44. “I’d Love You to Want Me”/Lobo. I wrote about this song a few years ago, and how it’s “about the frustration of having something important to say but being unable to conjure the words with which to say it.”

47. “A Piece of Paper”/Gladstone. Pop music’s desire to be “relevant” was never stronger than in the early 70s. “A Piece of Paper” is about how words on paper legitimate a marriage, encode a religious belief, send young men off to war, and most notably, three months before Roe v. Wade but at a moment when many states were liberalizing their abortion laws, make possible “a legal abortion so the family won’t know / A piece of paper says the problem won’t grow.” Head over to Bloggerhythms to read more about Gladstone and their record.

51. “Sweet Caroline”/Bobby Womack. Bobby Womack does it his way, and it works.

52. “Slaughter”/Billy Preston. This is the title song from a blaxploitation movie starring Jim Brown as a former Green Beret out to settle a score with the mob, which was backed, incongruously, with a song called “God Loves You.” “Slaughter” resurfaced a few years ago in the movie Inglorious Basterds.

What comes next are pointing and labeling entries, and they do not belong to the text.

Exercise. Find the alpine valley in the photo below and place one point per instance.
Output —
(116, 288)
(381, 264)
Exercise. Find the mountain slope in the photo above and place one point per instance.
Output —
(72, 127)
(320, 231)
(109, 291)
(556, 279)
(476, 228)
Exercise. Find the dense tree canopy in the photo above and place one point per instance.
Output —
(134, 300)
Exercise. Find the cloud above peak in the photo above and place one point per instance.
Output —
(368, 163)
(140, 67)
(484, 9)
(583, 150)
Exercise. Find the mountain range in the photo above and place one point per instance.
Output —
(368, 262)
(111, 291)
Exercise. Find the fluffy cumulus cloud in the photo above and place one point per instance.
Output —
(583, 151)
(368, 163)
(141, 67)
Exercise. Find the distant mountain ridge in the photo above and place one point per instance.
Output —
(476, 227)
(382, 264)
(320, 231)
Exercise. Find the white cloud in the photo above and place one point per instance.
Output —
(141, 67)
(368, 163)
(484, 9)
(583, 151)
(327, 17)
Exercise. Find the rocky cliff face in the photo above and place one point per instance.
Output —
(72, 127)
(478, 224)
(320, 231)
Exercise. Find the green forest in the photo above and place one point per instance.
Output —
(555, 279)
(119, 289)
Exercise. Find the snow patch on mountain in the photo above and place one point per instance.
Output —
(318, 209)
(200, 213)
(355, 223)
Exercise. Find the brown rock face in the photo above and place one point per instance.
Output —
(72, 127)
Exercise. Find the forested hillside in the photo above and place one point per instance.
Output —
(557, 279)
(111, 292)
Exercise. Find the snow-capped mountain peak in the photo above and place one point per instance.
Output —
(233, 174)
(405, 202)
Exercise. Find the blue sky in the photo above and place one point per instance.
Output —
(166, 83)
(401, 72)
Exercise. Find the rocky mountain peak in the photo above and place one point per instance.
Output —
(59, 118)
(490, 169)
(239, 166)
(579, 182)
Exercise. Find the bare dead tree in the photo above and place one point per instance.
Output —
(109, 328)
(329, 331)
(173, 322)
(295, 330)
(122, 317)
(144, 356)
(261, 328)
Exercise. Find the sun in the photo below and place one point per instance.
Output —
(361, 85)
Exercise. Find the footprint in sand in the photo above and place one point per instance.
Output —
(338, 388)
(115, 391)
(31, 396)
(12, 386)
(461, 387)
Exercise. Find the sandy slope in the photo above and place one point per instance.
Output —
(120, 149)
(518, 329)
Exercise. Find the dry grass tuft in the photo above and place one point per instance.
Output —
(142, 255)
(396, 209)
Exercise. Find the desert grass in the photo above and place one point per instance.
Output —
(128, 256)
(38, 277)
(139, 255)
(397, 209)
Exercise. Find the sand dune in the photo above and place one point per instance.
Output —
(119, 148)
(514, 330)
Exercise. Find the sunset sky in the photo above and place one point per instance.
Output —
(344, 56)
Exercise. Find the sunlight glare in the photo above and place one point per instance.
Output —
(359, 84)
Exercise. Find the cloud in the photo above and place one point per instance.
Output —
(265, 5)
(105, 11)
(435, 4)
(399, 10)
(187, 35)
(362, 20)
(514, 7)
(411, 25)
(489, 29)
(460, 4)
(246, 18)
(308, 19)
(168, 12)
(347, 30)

59. “Summer Breeze”/Seals and Crofts
60. “All the Young Dudes”/Mott the Hoople
61. “If You Don’t Know Me By Now”/Harold Melvin and the Blue Notes
62. “Let It Rain”/Eric Clapton
“If You Don’t Know My by Now” is in its second week on the chart; the others are in their third, and all will be on the radio for a long time thereafter.

75. “Colorado”/Danny Holien. Danny Holien is so obscure that Allmusic.com misspells his name as “Hollen.” I can tell you that he was from Minnesota originally but moved to Colorado, where he made an album for Denver’s Tumbleweed label, which was owned by future Eagles producer Bill Szymczyk. “Colorado” is about the degradation of the environment, very on-brand for that time and place. Holien would likely have disagreed with the idea that his song came out of a desire to be relevant, however. He told an author that he considered himself a poet, not a philosopher: “I don’t want people to hear what I have to say, I want them to hear what I’m saying.”

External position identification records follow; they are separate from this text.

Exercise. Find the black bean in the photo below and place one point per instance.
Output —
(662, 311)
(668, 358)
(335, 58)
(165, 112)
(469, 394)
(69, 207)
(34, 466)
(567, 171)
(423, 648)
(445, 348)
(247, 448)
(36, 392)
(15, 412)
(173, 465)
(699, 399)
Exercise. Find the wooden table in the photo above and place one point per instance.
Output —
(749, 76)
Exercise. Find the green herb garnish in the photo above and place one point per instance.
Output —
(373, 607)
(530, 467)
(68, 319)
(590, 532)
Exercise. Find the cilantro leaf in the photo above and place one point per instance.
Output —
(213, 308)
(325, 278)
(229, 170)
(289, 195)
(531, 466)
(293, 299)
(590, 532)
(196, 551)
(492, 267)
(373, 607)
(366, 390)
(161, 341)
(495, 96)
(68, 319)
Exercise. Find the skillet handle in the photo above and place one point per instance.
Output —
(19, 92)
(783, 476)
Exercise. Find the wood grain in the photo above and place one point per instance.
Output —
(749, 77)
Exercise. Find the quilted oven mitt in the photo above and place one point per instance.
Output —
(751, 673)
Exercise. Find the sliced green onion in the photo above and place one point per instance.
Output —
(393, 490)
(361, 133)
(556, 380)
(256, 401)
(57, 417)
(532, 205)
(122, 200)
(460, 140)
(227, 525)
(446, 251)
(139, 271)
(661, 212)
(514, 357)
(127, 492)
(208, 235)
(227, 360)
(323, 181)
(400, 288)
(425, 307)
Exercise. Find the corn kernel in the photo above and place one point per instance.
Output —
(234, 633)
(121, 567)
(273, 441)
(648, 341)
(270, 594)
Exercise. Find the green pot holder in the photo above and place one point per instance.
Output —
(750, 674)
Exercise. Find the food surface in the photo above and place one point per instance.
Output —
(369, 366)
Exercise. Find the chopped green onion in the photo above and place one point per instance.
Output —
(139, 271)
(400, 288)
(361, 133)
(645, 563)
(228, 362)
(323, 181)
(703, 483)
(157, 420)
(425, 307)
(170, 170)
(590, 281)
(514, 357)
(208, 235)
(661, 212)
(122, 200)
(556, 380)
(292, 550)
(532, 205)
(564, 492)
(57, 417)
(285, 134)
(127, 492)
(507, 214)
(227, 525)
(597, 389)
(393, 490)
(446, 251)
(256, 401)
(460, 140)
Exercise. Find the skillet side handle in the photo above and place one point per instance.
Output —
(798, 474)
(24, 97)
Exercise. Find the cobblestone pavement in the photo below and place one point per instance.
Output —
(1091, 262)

84. “Best Thing”/Styx. Styx got its record deal in the spring of 1972 and released their debut album shortly thereafter. “Best Thing” is recognizably Styx-ish, with some progressive-rock flourishes, but doesn’t sound much like hit radio material.

86. “The Mosquito”/Doors. And speaking of not sounding much like hit radio material, we have “The Mosquito,” from the second post-Jim Morrison Doors album, Full Circle. Robbie Krieger said he borrowed it from a mariachi band he heard in Mexico. A particular sort of Doors fan is gonna dig it, but that doesn’t mean the rest of us have to think of it as anything other than a novelty song.

90. “Sunny Days”/Lighthouse. Everybody knows “One Fine Morning,” but Lighthouse charted several other singles. “Sunny Days” has a great late-summer vibe and a sense of humor, and it deserved better than to barely scrape into the Top 40.

In October 1972, the Swingin’ A’s were winning the first of three straight World Series, the Nixon campaign was barreling toward re-election despite the looming specter of Watergate, I was in the seventh grade, and the radio sounded pretty good.

I’ve got a backlog of AT40 shows again, so stand by for more Casey flavor over the next few weeks.

4 thoughts on “Hear What I’m Saying

  1. Gary Omaha

    “…Everybody knows One Fine Morning”
    Yeah, one of THE best songs to play up to American Contemporary News. That cold ending and BAM! Thanks for the memory, Jim!

  2. mackdaddyg

    For decades I dismissed Millie Jackson based solely on her 80s album covers.

    I finally heard some of her 70s stuff a couple of years ago, and realized my mistake. Her early material is excellent. “It Hurts So Good” is a hit that needs to be brought back to the radio.

    1. porky

      and she does a great version of a song I “collect,” Tom Jans’ “Loving Arms.” (Dobie Gray’s takes the honor of best, IMHO).

  3. spinetingler

    Sunny Days>>>> One Fine Morning, and I’m not just saying that because it’s on two different K-Tel compilations that I grew up with.